La trasformazione del pagus in castrum non fu cosa semplice. Fu soprattutto cosa costosa, perché implicò la costruzione di nuovi edifici, ma anche delle mura castellane. Quasi sicuramente ciò che indusse chi finanziò l’impresa fu la presenza, al margine sud del territorio, della imponente sorgente delle Capore posta sul letto del fiume Farfa (noto dall’antichità) e la possibilità di sfruttare appieno l’energia delle acque. Lo sfruttamento, probabilmente, era già stato intrapreso dagli abbati di Farfa ma il tramonto dell’egemonia di questa rese possibile un investimento sicuro. Fu così realizzato un impianto che consentiva la molitura di cereali, delle olive e la lavorazione della lana delle greggi transumanti ( gualchiera) tanto da ripagare ampiamente l’investimento effettuato perché esso, inoltre, rendeva possibile e conveniente ampliare le superfici coltivate. E fu così che i finanziatori divennero anche i Signori del castrum, dapprima più signori, padroni del castrum per quote, poi riunite dagli Orsini del ramo di Bracciano, Signori unici di Colle lungo sin dalla fine del XV secolo. Uno di essi, Francesco Orsini, dette al castrum lo Statuto e, probabilmente commissionò l’Arco detto di San Clemente per la nuova Chiesa intra moenia consacrata nel 1535.

La stagione degli Orsini terminò nel 1604 quando il castello fu incamerato dalla Camera apostolica ed aggregato come appodiato a diversi comuni limitrofi, finché nel 1854 finì con l'essere appodiato del Comune di Casaprota e con l'avvento dello stato unitario diventa sua frazione.

Il territorio parla con le tracce di insediamenti antichissimi: popolazioni preistoriche di cacciatori raccoglitori, che sul posto reperivano la pietra focale, fondamentale per l'industria litica preistorica; popolazioni di cultura sabina ( insediamento dell'Are latinu: capanne circolari su un pianoro in pietra, ora sbancato ) dedite alla pastorizia e all'agricoltura.

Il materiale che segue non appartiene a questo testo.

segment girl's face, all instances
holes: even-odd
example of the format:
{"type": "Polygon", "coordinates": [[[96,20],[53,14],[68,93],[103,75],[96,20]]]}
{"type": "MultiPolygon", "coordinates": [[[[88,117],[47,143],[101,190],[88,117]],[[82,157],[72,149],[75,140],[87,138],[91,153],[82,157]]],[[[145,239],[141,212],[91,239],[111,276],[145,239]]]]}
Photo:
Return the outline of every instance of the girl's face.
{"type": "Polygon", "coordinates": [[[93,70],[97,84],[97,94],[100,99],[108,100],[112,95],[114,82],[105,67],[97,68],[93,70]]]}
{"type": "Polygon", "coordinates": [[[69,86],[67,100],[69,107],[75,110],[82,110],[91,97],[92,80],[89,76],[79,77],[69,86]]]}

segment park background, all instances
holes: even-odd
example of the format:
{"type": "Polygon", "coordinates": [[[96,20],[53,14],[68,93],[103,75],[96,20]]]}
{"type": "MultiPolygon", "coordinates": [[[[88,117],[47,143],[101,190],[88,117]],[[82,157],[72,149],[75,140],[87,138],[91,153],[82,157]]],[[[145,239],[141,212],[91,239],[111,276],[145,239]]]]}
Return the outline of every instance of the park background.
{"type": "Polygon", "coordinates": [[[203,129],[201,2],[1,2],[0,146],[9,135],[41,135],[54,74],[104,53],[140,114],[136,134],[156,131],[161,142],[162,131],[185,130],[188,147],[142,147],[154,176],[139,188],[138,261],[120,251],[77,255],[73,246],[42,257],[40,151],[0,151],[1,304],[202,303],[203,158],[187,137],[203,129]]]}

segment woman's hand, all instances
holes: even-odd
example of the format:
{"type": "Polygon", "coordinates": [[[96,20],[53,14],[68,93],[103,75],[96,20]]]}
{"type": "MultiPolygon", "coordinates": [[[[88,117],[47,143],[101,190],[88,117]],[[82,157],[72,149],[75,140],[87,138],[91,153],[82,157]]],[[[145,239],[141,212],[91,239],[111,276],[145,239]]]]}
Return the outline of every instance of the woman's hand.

Di quella lontana epoca resta l'impronta costituita da secolari oliveti, da manufatti, da epigrafi, manufatti in “opus reticulatum” e attrezzatura in pietra per l’agricoltura, o il frammento di un bassorilievo in marmo bianco.

L'economia agricola del territorio, basata sull'olivicoltura specializzata, con le sue tecniche e metodologie immutate per oltre due millenni, viene a cessare, improvvisamente: nell'arco di un ventennio, dal 1950 al 1970, cessa l'attività l'ultima generazione di quel mondo contadino, la popolazione sceglie, potendolo, altri lavori e residenze e, a continuare quella tradizione, sono solo sporadiche figure di contadini part-time e/o pensionati.